La Terrasse

"La culture est une résistance à la distraction" Pasolini

Théâtre - Entretien

Kheireddine Lardjam présente deux spectacles, « Désintégration » et « Nulle autre voix », un voyage entre les imaginaires algériens et français

Kheireddine Lardjam présente deux spectacles, « Désintégration » et « Nulle autre voix », un voyage entre les imaginaires algériens et français - Critique sortie Théâtre Paris Théâtre de l'Epée de bois
© DR Kheireddine Lardjam

Théâtre de l’Épée de Bois / Textes d’après Ahmed Djouder et de Maïssa Bey

Publié le 24 novembre 2023 - N° 316

Au Théâtre de l’Épée de Bois à Paris, le metteur en scène Kheireddine Lardjam présente deux spectacles, Désintégration et Nulle autre voix, d’après des textes d’Ahmed Djouder et Maïssa Bey. Il poursuit ainsi son voyage entre les imaginaires algériens et français qui le constituent.

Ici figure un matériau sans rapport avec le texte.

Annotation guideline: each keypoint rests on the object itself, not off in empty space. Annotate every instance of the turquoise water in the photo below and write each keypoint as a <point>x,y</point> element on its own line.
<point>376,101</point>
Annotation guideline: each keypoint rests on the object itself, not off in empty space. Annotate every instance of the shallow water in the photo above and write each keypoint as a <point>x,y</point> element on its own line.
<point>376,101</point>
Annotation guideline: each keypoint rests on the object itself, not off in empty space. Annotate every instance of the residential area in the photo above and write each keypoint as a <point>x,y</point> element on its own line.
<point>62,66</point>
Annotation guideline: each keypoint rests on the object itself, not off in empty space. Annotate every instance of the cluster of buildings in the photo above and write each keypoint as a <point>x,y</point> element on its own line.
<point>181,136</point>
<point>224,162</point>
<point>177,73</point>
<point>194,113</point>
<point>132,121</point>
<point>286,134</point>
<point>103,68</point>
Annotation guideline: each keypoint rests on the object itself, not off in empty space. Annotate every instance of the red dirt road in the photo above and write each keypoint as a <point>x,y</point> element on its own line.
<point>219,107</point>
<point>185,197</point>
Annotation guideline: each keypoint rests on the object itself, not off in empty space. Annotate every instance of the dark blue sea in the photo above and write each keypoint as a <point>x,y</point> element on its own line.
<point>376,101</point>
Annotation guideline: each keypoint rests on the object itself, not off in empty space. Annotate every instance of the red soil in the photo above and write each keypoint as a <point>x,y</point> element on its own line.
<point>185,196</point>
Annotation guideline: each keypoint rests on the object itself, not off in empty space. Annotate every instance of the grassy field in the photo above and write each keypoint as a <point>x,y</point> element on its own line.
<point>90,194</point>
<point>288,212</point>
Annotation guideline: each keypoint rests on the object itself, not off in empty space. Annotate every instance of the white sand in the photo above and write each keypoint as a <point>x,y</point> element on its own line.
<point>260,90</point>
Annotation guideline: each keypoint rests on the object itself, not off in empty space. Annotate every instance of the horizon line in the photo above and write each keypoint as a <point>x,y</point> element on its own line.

Vous avez créé Désintégration en France en 2019, et Nulle autre voix à Tlemcen en Algérie en novembre 2023. Pourquoi avoir décidé de les jouer ensemble au Théâtre de l’Épée de Bois ?

Kheireddine Lardjam : Ces deux spectacles posent la question des imaginaires. Chacun à sa façon interroge sur la manière dont on peut aborder nos échecs lorsqu’on est de deux rives, en l’occurrence d’Algérie et de France. Lorsqu’il est question d’immigration au théâtre, il est presque toujours question de la minorité qui réussit. Il me semble important de montrer aussi nos échecs au théâtre, pour mieux les comprendre. C’est ce que fait Ahmed Djouder dans son premier texte, Désintégration, qu’il écrit en réaction aux révoltes de 2005 dans les banlieues françaises. Quant à Nulle autre voix de Maïssa Bey, il aborde la question de la femme battue en Algérie.

Avec votre compagnie El Ajouad que vous avez créée il y a plus de 15 ans, vous avez plutôt monté jusque-là des textes que vous avez commandés à différents auteurs. Pourquoi avoir opté ici pour deux adaptations ?

K.L. : Le récit de Ahmed Djouder et le roman de Maïssa Bey ont été pour moi des textes coups de poing. De plus, on a trop souvent tendance à parler de récits « manquants » au théâtre. On emploie par exemple ce terme au sujet de la guerre d’Algérie, alors que de nombreux travaux d’historiens y sont consacrés. On peut parler de récits « absents », dans le sens où ils n’arrivent pas jusqu’à la scène théâtrale. Il faut s’intéresser aux écrits existants sur les rapports entre France et Algérie autant que chercher à en créer de nouveaux.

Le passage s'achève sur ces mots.